# libraries
library(tidyverse)

About

This assignment asked you to perform various analyses in Stata. Those analyses can be found in the problem sets folder of the course repo.

In the solutions below, we read in the results output by the Stata scripts and provide substantive answers to the questions posed.

Question 1

See ps4_q1.do for the analysis in which we fit linear mixed models comparing the log curvature measures between the typical and atypical conditions from the mouse-tracking experiments of problem set 2.

The code below reads the results into R.

# Results for each measure are in their own sheets
measures = c('tot_dist', 'max_abs_dev', 'avg_abs_dev', 'auc')
sheets = paste('log', measures, sep = '_')
clean_measures = c('Total Distance', 
                   'Max Abs Deviation', 
                   'Avg Abs Deviation', 
                   'AUC')
names(clean_measures) = measures

# Read and combine all measures
result_list = vector(mode = 'list', length = length(sheets))
names(result_list) = sheets
for (sheet in sheets) {
 result_list[[sheet]] =   readxl::read_xlsx("./ps4_q1_results.xlsx", sheet = sheet)
}

results_df = bind_rows(result_list)

Next, we clean the results.

# atypical coefficients (multiplier)
atypical_df = results_df %>%
  filter( term == '1.condition_atypical') %>%
  transmute( 
    measure = str_replace_all(group, 'log_', ''),
    term = 'atypical',
    est = exp(est),
    lwr = exp(lwr),
    upr = exp(upr)
  )

# baseline intercepts from typical condtion
typical_df = results_df %>%
  filter( term == '_cons' & grepl('^log', group)) %>%
  transmute( 
    measure = str_replace_all(group, 'log_', ''),
    term = 'typical',
    est = exp(est),
    lwr = exp(lwr),
    upr = exp(upr)
  )

# random effect standard deviations
# For the variances as repored by Stata, square these results. 
ranef_df = results_df %>%
  filter( term == '_cons' & grepl('^lns', group)) %>%
  transmute(
    measure = rep(typical_df$measure, each = 3),
    term = rep( c('subject', 'exemplar', 'error'), 4),
    est = exp(est),
    lwr = exp(lwr),
    upr = exp(upr)
  )

Now we plot the results.

cap = paste(
  "**Figure 1.** *Relative effect of atypical condition on each curvature measure.*")
  
atypical_df %>%
  arrange( est ) %>%
  mutate( measure = factor(measure, levels = unique(measure),
                           labels = clean_measures[unique(measure)]) ) %>%
  ggplot( aes( y = measure, x = est) ) +
  geom_point() +
  geom_errorbarh( aes(xmin = lwr, xmax = upr) ) + 
  geom_vline( xintercept = 1, lty = 'dashed') + 
  xlab('relative effect on curvature measure of an atypical exemplar') + 
  ylab('') +
  theme_bw()
**Figure 1.** *Relative effect of atypical condition on each curvature measure.*

Figure 1. Relative effect of atypical condition on each curvature measure.

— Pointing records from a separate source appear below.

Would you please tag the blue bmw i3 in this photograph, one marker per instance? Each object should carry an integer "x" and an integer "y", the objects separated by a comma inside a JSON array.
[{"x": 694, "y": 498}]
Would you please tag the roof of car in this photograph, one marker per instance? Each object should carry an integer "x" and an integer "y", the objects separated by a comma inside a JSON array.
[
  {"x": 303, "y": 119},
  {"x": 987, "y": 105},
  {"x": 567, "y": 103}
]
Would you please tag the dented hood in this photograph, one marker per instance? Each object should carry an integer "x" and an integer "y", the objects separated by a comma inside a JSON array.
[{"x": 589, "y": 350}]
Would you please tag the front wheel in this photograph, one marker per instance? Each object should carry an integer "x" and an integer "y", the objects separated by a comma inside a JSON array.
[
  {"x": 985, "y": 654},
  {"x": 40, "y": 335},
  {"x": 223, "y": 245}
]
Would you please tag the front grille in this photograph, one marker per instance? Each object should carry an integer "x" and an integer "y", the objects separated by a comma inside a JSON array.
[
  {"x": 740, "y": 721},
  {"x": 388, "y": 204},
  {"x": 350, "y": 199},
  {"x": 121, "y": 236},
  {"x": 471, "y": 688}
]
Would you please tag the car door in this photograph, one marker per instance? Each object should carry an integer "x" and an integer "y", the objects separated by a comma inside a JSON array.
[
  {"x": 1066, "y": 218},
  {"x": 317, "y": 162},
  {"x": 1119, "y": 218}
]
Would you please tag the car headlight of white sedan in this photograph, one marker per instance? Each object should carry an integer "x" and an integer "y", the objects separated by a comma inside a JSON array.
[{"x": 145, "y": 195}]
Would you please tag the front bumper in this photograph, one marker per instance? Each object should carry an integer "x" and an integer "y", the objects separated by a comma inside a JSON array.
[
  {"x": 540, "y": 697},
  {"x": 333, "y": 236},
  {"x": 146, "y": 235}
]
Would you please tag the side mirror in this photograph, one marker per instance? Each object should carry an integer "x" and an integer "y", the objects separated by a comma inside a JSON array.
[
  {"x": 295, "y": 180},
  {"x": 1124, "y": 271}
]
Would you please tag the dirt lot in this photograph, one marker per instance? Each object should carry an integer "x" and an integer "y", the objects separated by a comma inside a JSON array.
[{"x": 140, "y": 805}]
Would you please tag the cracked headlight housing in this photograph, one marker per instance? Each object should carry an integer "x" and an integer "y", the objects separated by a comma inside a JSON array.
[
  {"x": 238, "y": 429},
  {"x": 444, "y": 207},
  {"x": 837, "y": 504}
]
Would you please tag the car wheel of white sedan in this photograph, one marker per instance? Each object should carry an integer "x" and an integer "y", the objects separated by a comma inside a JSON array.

Finally, this table summarizes all four models. Note that the variance terms for the random effects are given here on the standard deviation scale.

cap = paste(
  '**Table 1.** *Coefficients for linear mixed models of log curvature',
  'measure with an indicator for the atypical conditions as the covariate and',
  'variance effects (on the standard deviation scale) for subject and',
  'exemplar Values are shown as estimates',
  '(on the natural scale) and (Wald) 95% confidence intervals.*'
)
bind_rows( typical_df, atypical_df, ranef_df) %>%
  mutate( ci = sprintf('%.2f (%.2f, %.2f)', est, lwr, upr)) %>%
  pivot_wider(id_cols = term, names_from = measure, values_from = ci) %>%
  knitr::kable(format = 'html', caption = cap, 
              col.names = c('Model term', clean_measures) ) %>%
  kableExtra::kable_styling("striped", full_width = TRUE)
Table 1. Coefficients for linear mixed models of log curvature measure with an indicator for the atypical conditions as the covariate and variance effects (on the standard deviation scale) for subject and exemplar Values are shown as estimates (on the natural scale) and (Wald) 95% confidence intervals.
Model term Total Distance Max Abs Deviation Avg Abs Deviation AUC
typical 1276.18 (1217.57, 1337.61) 117.63 (100.90, 137.13) 21.80 (18.04, 26.34) 60786.31 (52858.34, 69903.36)
atypical 1.18 (1.09, 1.26) 1.67 (1.33, 2.08) 1.92 (1.49, 2.47) 1.50 (1.24, 1.81)
subject 0.09 (0.07, 0.13) 0.36 (0.28, 0.47) 0.50 (0.39, 0.63) 0.36 (0.28, 0.47)
exemplar 0.06 (0.04, 0.10) 0.18 (0.10, 0.30) 0.20 (0.11, 0.35) 0.13 (0.07, 0.27)
error 0.31 (0.29, 0.32) 1.07 (1.03, 1.12) 1.25 (1.20, 1.31) 1.06 (1.01, 1.11)

Question 2

In this question, we use Stata and the RECS 2015 data to compare disparities in internet access betwen urban (including “urban cluster”) and rural areas. The bulk of the analysis appears in ps4_q2.do.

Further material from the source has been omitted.